Тогда можно было заменить устный экзамен на степень лиценциата краткой научной работой. Я написал работу на тему «Математическое доказательство по Канту, Лейбницу и современным математикам». Много времени спустя мне довелось ее перечитать, и что же: с тех пор я многому научился, например сомневаться и страдать, но я бы много дал, чтобы сохранить тогдашнюю энергичность и точность, которые и дали занятия математикой.
Экзамен на степень лиценциата не показался мне трудным. Здание выдержало испытание, ибо фундамент был прочно заложен в лицее Эльбёфа Киттелем и Мушелем. На филологическом факультете в университете Кана старый преподаватель литературы отец Леаннёр, который считался самым придирчивым экзаменатором, встретил меня неприветливо.
— Мне не нравится, сударь, — сказал он, — когда младенцы в пеленках собираются стать лиценциатами.
После этого он ворчливо сунул мне отрывок из Тацита. К счастью, я справился с задачей успешно, и он смягчился. После экзамена именно он сообщал результаты. Объявляя, что я получил искомую степень, он улыбнулся и добавил:
«…C весьма похвальной отметкой „отлично“ и поздравлениями жюри».
Любовь к Тациту оказалась сильнее недоверия к юнцам.
В награду за успехи родители отправили меня на каникулы в долгое путешествие с дядей Анри, инженером. Измученный сварливой, ревнивой и глупой супругой, он относился к тем французам, которые любят войну и кафе, «потому что туда ходят без жен», и пользовался любой возможностью покинуть семейный очаг. Так, он согласился войти в состав комиссии, которая должна была изучить работы по строительству Симплонского тоннеля, и взял меня с собой. Светлое воспоминание сохранилось у меня от тех дней. Нас сопровождало несколько семейных пар. Мы поехали в Швейцарию и Италию. Но вечерам в гостиницах все общество развлекалось. Молодые женщины устраивали маскарад. Беседы дяди, исполненные меланхолической и насмешливой поэзии, приводили меня в восторг. Он понимал лучше всех странного юношу, каким я тогда был, потому что ему были знакомы мои чувства. Школьные успехи, несмотря на мудрые советы Шартье, внушили мне опасную самоуверенность. Опираясь на великих философов, историков, ученых, я был всегда убежден в собственной правоте. Перед женщинами я корчил из себя завоевателя, разыгрывал сцены из Мариво или Мюссе, Дюма-сына или Бека[62]. По сути, моя натура была такая же, как у отца, застенчивая, любящая, скромная, но молодость и блестящий: дебют взбудоражили кровь, впрочем, ненадолго. Во время Путешествия я, помнится, осмелился подержать женщину за руку на вокзале в Италии и провести рукой по женскому затылку в кипарисовой роще на Борромейских островах. Далее моя отвага не шла.

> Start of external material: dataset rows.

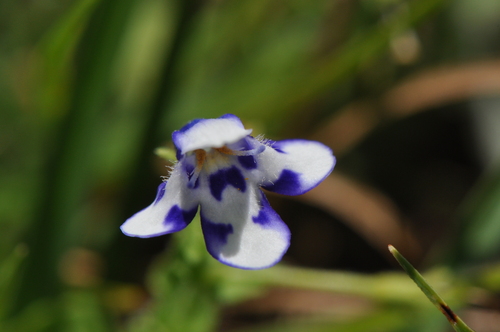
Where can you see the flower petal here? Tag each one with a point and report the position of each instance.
(293, 167)
(209, 133)
(173, 209)
(242, 230)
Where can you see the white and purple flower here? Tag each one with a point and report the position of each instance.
(221, 168)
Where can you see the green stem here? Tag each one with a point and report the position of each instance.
(385, 287)
(454, 320)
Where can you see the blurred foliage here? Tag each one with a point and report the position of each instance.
(90, 88)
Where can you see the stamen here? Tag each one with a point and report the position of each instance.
(251, 152)
(201, 156)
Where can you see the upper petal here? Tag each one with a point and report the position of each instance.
(209, 133)
(293, 167)
(173, 209)
(241, 229)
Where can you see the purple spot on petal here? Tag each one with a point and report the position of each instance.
(288, 183)
(219, 180)
(267, 217)
(179, 218)
(189, 171)
(160, 192)
(215, 234)
(178, 154)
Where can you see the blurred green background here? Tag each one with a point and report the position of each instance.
(407, 94)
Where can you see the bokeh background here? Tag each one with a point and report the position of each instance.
(407, 94)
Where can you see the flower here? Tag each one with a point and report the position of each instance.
(221, 168)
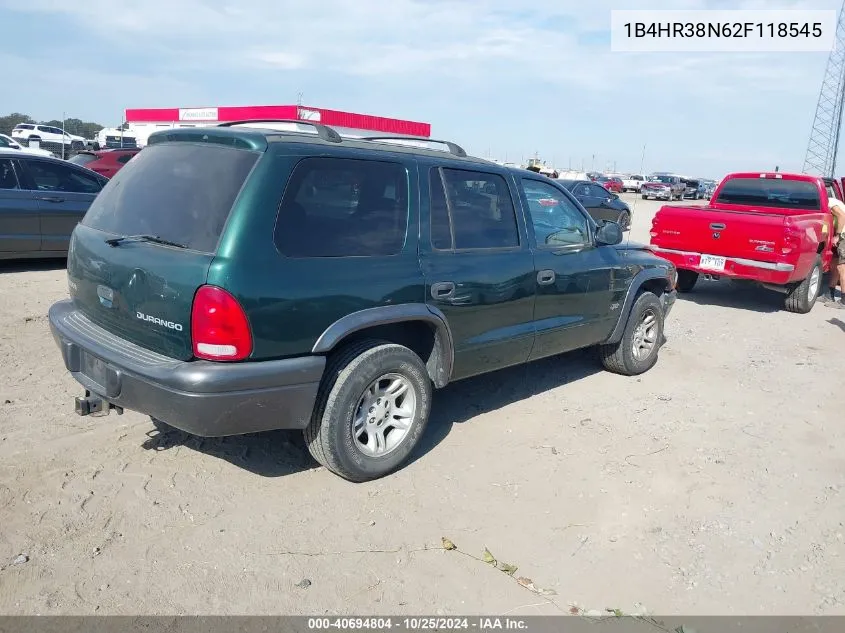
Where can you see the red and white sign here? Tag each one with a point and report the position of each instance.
(198, 114)
(334, 118)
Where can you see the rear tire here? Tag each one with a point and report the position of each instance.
(643, 332)
(351, 374)
(802, 297)
(686, 280)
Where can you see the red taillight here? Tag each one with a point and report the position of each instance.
(791, 237)
(219, 327)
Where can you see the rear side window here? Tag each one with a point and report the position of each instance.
(471, 210)
(8, 180)
(770, 192)
(338, 207)
(182, 192)
(57, 177)
(82, 159)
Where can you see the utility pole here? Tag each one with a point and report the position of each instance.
(823, 145)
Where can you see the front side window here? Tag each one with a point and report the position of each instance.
(338, 207)
(557, 221)
(471, 210)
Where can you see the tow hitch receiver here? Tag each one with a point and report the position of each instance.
(92, 404)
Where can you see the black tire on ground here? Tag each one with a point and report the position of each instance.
(686, 280)
(349, 372)
(619, 357)
(802, 297)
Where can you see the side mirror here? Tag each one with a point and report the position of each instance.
(609, 234)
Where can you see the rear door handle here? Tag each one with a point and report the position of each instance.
(443, 290)
(545, 277)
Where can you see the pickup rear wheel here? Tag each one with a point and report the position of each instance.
(686, 280)
(637, 351)
(802, 297)
(371, 410)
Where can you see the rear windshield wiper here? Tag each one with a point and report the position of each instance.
(115, 241)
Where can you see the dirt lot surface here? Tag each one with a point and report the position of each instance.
(714, 484)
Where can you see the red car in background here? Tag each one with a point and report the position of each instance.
(611, 183)
(106, 162)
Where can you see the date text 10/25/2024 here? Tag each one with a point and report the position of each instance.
(418, 623)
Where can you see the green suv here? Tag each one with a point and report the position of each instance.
(239, 278)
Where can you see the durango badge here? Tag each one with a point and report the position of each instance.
(157, 321)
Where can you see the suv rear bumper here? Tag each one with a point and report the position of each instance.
(199, 397)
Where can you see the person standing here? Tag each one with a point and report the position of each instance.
(837, 263)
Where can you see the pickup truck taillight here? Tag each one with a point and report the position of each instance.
(791, 236)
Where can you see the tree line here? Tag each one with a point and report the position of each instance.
(85, 129)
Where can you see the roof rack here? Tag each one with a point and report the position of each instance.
(454, 148)
(323, 131)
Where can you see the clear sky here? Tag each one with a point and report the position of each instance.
(504, 78)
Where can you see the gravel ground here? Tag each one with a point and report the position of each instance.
(713, 484)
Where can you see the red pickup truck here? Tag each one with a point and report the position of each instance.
(771, 228)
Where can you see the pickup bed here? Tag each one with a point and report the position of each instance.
(771, 228)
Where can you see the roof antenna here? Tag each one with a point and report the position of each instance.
(636, 199)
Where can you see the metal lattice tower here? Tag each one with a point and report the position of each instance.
(824, 137)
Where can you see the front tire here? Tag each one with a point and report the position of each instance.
(371, 410)
(638, 349)
(802, 297)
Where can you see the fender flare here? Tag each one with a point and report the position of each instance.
(637, 282)
(442, 358)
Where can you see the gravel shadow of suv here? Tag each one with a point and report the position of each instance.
(237, 279)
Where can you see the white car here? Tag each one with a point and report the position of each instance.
(633, 182)
(26, 132)
(7, 142)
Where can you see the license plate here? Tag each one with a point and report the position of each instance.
(711, 262)
(95, 369)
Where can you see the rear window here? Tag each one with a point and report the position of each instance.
(180, 192)
(82, 159)
(341, 207)
(770, 192)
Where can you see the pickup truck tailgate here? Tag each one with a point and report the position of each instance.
(749, 235)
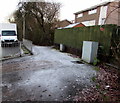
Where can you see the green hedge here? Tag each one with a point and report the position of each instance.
(74, 37)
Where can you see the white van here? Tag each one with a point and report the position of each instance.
(8, 32)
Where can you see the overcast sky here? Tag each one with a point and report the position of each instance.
(68, 7)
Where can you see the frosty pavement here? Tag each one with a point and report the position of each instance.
(48, 75)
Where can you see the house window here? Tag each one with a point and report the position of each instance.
(92, 11)
(80, 15)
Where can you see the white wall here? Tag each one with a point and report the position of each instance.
(89, 23)
(103, 14)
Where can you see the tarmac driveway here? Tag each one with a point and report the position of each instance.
(48, 75)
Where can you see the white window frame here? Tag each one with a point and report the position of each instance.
(92, 11)
(80, 15)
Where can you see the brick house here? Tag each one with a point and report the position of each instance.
(63, 23)
(104, 13)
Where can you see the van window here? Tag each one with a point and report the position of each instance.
(8, 33)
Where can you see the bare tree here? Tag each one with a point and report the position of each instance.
(115, 46)
(39, 17)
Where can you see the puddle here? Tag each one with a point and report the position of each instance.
(77, 62)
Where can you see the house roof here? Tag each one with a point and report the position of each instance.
(70, 26)
(93, 7)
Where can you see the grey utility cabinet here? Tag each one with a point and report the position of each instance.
(89, 51)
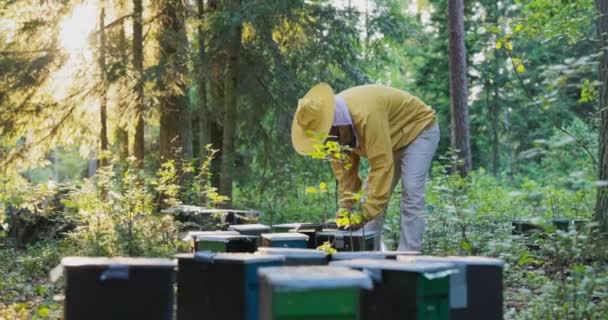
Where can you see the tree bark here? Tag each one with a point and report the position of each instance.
(104, 88)
(230, 104)
(458, 85)
(171, 84)
(122, 134)
(138, 67)
(601, 207)
(201, 83)
(215, 94)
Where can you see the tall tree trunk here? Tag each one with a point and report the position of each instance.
(230, 103)
(601, 208)
(104, 87)
(204, 130)
(493, 114)
(171, 84)
(122, 134)
(138, 68)
(458, 85)
(215, 94)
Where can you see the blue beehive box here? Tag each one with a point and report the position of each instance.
(284, 240)
(226, 243)
(417, 291)
(99, 288)
(220, 286)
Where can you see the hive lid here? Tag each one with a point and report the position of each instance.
(238, 258)
(343, 233)
(467, 260)
(284, 236)
(430, 270)
(249, 227)
(314, 277)
(349, 255)
(400, 253)
(294, 253)
(191, 234)
(111, 261)
(222, 237)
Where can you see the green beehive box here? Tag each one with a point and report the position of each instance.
(476, 290)
(220, 286)
(225, 243)
(284, 240)
(416, 291)
(311, 293)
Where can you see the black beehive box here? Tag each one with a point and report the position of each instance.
(250, 229)
(404, 290)
(118, 288)
(476, 290)
(191, 236)
(226, 243)
(376, 255)
(297, 257)
(347, 240)
(220, 286)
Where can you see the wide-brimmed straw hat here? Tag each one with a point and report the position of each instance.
(313, 118)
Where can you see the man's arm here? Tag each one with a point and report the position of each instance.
(380, 155)
(347, 174)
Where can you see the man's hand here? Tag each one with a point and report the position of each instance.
(348, 220)
(354, 226)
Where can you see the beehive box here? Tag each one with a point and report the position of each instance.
(220, 286)
(297, 257)
(416, 291)
(316, 292)
(477, 288)
(285, 240)
(118, 288)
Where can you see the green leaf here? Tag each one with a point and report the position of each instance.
(466, 246)
(311, 190)
(43, 312)
(518, 27)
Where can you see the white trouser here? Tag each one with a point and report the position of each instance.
(412, 165)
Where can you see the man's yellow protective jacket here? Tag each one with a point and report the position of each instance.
(385, 119)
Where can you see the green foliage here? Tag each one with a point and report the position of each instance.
(116, 214)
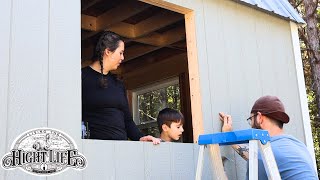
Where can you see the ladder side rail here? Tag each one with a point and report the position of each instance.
(200, 162)
(269, 161)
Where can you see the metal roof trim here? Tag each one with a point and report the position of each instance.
(279, 8)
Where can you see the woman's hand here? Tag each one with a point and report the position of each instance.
(150, 138)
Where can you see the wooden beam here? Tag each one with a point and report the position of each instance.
(138, 50)
(120, 13)
(156, 22)
(194, 76)
(167, 5)
(160, 41)
(88, 23)
(155, 71)
(112, 19)
(153, 39)
(87, 4)
(174, 35)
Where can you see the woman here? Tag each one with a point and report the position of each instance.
(105, 107)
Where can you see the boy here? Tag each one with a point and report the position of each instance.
(170, 123)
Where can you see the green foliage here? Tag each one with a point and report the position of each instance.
(150, 103)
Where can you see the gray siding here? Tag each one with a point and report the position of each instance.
(243, 54)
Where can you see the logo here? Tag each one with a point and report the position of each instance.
(43, 152)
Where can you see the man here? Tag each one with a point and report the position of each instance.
(291, 155)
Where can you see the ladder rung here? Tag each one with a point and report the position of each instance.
(235, 137)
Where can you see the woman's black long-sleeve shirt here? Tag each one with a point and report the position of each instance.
(106, 109)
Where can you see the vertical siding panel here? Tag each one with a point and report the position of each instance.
(157, 161)
(64, 105)
(129, 162)
(267, 57)
(197, 7)
(182, 161)
(27, 106)
(5, 17)
(101, 160)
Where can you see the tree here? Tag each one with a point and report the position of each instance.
(310, 41)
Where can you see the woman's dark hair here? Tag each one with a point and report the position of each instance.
(108, 40)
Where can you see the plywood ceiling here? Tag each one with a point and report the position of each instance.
(151, 33)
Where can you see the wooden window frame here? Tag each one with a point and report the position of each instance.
(193, 65)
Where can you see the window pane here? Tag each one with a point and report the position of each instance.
(150, 103)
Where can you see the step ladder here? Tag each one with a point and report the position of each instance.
(256, 139)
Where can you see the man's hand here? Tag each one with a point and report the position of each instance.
(227, 122)
(150, 139)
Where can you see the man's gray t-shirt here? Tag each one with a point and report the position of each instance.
(292, 157)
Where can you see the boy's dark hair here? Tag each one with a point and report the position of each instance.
(168, 116)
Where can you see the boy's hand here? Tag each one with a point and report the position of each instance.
(149, 138)
(227, 122)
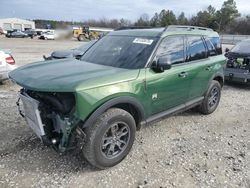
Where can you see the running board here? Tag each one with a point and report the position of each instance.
(175, 110)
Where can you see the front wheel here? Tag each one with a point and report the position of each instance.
(212, 98)
(110, 139)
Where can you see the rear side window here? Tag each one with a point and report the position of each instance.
(172, 48)
(217, 44)
(211, 49)
(195, 48)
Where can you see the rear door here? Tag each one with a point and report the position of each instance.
(200, 56)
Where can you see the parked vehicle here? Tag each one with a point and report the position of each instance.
(84, 33)
(125, 80)
(238, 63)
(7, 64)
(76, 53)
(2, 32)
(16, 34)
(48, 36)
(31, 33)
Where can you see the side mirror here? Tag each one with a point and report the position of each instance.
(161, 64)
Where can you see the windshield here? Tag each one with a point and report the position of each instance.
(242, 47)
(121, 51)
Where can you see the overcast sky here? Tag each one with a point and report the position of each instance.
(79, 10)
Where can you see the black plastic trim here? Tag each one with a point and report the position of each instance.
(119, 100)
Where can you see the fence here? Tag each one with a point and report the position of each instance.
(233, 39)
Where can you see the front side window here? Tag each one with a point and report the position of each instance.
(211, 49)
(172, 48)
(127, 52)
(217, 44)
(195, 48)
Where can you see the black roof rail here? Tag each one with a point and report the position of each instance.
(187, 27)
(133, 27)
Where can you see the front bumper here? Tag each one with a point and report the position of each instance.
(52, 128)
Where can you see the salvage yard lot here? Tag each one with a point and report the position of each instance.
(186, 150)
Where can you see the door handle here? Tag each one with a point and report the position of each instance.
(183, 74)
(209, 68)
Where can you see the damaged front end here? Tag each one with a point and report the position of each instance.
(51, 116)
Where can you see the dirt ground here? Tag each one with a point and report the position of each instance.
(186, 150)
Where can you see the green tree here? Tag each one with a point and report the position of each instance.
(206, 18)
(143, 20)
(155, 20)
(182, 20)
(227, 14)
(167, 17)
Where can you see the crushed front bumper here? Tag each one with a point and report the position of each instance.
(59, 134)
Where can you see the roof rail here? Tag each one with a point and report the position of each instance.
(133, 27)
(186, 27)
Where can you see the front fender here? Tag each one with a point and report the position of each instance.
(118, 100)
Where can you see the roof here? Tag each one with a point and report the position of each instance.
(168, 31)
(15, 20)
(152, 32)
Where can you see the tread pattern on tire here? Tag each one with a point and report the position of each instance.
(92, 132)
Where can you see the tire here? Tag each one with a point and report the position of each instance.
(212, 98)
(100, 140)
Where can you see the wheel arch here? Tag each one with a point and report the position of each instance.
(220, 78)
(127, 103)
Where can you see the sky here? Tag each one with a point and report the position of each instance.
(80, 10)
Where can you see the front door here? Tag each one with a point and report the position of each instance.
(200, 56)
(170, 88)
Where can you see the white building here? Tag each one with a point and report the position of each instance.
(16, 23)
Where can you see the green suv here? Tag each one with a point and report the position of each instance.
(128, 78)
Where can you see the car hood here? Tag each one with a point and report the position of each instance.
(68, 75)
(65, 53)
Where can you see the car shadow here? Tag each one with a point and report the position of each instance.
(29, 154)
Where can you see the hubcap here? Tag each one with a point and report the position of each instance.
(213, 97)
(115, 140)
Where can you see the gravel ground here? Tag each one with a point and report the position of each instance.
(186, 150)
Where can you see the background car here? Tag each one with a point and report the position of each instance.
(238, 63)
(7, 64)
(2, 32)
(16, 34)
(31, 33)
(48, 36)
(76, 53)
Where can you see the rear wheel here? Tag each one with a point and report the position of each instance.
(110, 139)
(212, 98)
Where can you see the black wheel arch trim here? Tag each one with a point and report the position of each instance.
(116, 101)
(216, 75)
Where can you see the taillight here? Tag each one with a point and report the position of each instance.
(10, 60)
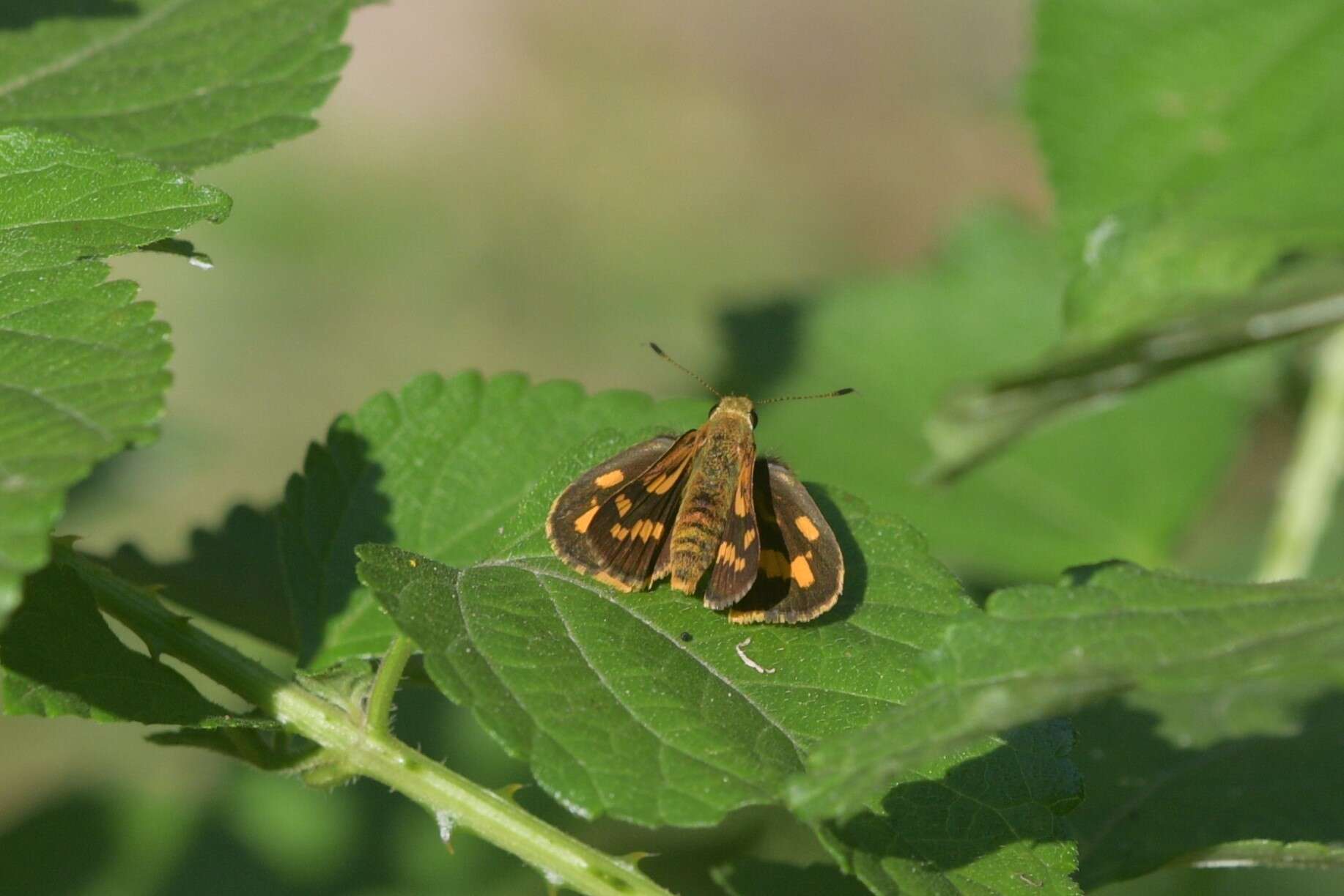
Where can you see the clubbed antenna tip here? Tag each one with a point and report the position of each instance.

Что для меня значили реальные женщины? В глубине души я любил, как и в детстве, королеву из «Русских солдат», которая стала Наташей из «Войны и мира», Ириной из «Дыма». Я любил существо не из плоти и крови, а из лунного света и хрусталя. Когда меня волновала красота девушки, я наделял ее очарованием моей Сильфиды, умом Сансеверины, отвагой Клелии Конти. Если ее волосы были цвета спелой ржи, а глаза как незабудки, я был уверен, что она, как и я, сходила с ума по поэзии, жаждала знаний. И заводил с ней беседу о Спинозе, в то время как она, верно, ждала от молодого человека самых заурядных пошлостей.